Harley CEO Matt Levatich, left, with President Trump at the White House in February 2017.
Photo: Getty Images

Matt Levatich, who has been CEO of Harley-Davidson since May 2015, is stepping down from the job, the company said in a news release late Friday. In Levatich’s time at the top sales have fallen every year.

To be fair, being CEO of Harley in 2020 might be an impossible job, as its base demographic of customers—baby boomers—age out and as millennials largely reject motorcycles, especially the big, expensive, and heavy ones that are Harley’s bread and butter.

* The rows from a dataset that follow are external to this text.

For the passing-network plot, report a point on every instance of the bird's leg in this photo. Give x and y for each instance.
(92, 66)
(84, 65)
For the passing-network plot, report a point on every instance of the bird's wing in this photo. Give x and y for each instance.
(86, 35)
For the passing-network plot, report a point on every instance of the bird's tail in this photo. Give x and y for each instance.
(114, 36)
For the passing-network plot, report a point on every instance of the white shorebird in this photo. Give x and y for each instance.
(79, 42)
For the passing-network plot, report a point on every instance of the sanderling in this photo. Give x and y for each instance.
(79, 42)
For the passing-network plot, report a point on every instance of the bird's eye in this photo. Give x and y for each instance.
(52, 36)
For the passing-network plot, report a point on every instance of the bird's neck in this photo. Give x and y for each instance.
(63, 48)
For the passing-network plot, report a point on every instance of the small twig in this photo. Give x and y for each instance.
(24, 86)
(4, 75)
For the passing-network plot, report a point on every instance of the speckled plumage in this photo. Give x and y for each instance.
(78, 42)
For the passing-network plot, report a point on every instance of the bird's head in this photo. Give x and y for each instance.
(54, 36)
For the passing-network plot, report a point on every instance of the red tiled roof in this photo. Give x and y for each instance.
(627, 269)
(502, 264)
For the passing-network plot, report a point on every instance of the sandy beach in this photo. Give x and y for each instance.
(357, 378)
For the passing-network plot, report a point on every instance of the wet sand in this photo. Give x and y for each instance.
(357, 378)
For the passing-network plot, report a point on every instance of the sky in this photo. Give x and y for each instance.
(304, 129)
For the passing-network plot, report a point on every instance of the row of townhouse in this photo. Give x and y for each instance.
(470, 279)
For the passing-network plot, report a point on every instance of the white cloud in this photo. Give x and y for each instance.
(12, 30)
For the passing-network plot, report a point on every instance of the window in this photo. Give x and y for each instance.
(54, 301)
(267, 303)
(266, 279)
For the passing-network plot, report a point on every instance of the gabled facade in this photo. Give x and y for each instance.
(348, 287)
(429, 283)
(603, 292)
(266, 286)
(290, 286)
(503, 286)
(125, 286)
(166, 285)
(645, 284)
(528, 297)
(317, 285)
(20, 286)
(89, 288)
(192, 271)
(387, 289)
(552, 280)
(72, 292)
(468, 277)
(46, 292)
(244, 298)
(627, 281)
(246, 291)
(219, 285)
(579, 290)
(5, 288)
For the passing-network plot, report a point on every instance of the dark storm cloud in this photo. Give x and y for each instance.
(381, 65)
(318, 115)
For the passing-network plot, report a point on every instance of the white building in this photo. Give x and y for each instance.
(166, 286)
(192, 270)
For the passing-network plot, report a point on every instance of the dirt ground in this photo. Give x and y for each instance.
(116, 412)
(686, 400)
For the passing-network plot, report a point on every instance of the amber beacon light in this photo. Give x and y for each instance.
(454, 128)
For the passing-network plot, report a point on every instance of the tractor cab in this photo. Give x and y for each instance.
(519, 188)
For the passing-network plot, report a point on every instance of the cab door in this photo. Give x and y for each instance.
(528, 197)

The company said that Jochen Zeitz, a board member, will take Levatich’s spot on an interim basis until a permanent successor has been named. Cue the usual statements from everyone when a CEO has been fired, or quit, or had a contract that wasn’t renewed, or asked to be fired, or some other truth in between. Either way, the parting is “mutual,” of course.

Zeitz said, “The Board and Matt mutually agreed that now is the time for new leadership at Harley-Davidson. Matt was instrumental in defining the More Roads to Harley-Davidson accelerated plan for growth, and we will look to new leadership to recharge our business. On behalf of the Board, I would like to thank Matt for his 26 years of service to Harley-Davidson. He has worked tirelessly to navigate the Company through a period of significant industry change while ensuring the preservation of one of the most iconic brands in the world.”

“The Harley-Davidson Board and leadership team will continue to work closely together as we search for a new CEO. We have confidence that our combined leadership experience and deep understanding of Harley-Davidson will ensure an effective transition. As a passionate Board Member of Harley-Davidson, I look forward to continuing to work with my colleagues and other Harley-Davidson stakeholders to advance and deliver the Company’s strategy and execution during this important time,” Zeitz continued.

Levatich said, “I am very fortunate to have spent many years with a company as revered as Harley-Davidson. The grit and determination of the employees and dealers and their passion for bringing our brand of freedom to people around the world has always been inspiring. I am proud of what we have achieved during my time as CEO, in one of the most challenging periods in our history, and I am confident that the progress we have made on the More Roads plan will position Harley-Davidson for long-term success.”


This is all getting a bit hard to watch, but Levatich never struck me as the type of transformational leader that the company so sorely needs, so I’m hopeful this might turn into the kickstart Harley needs.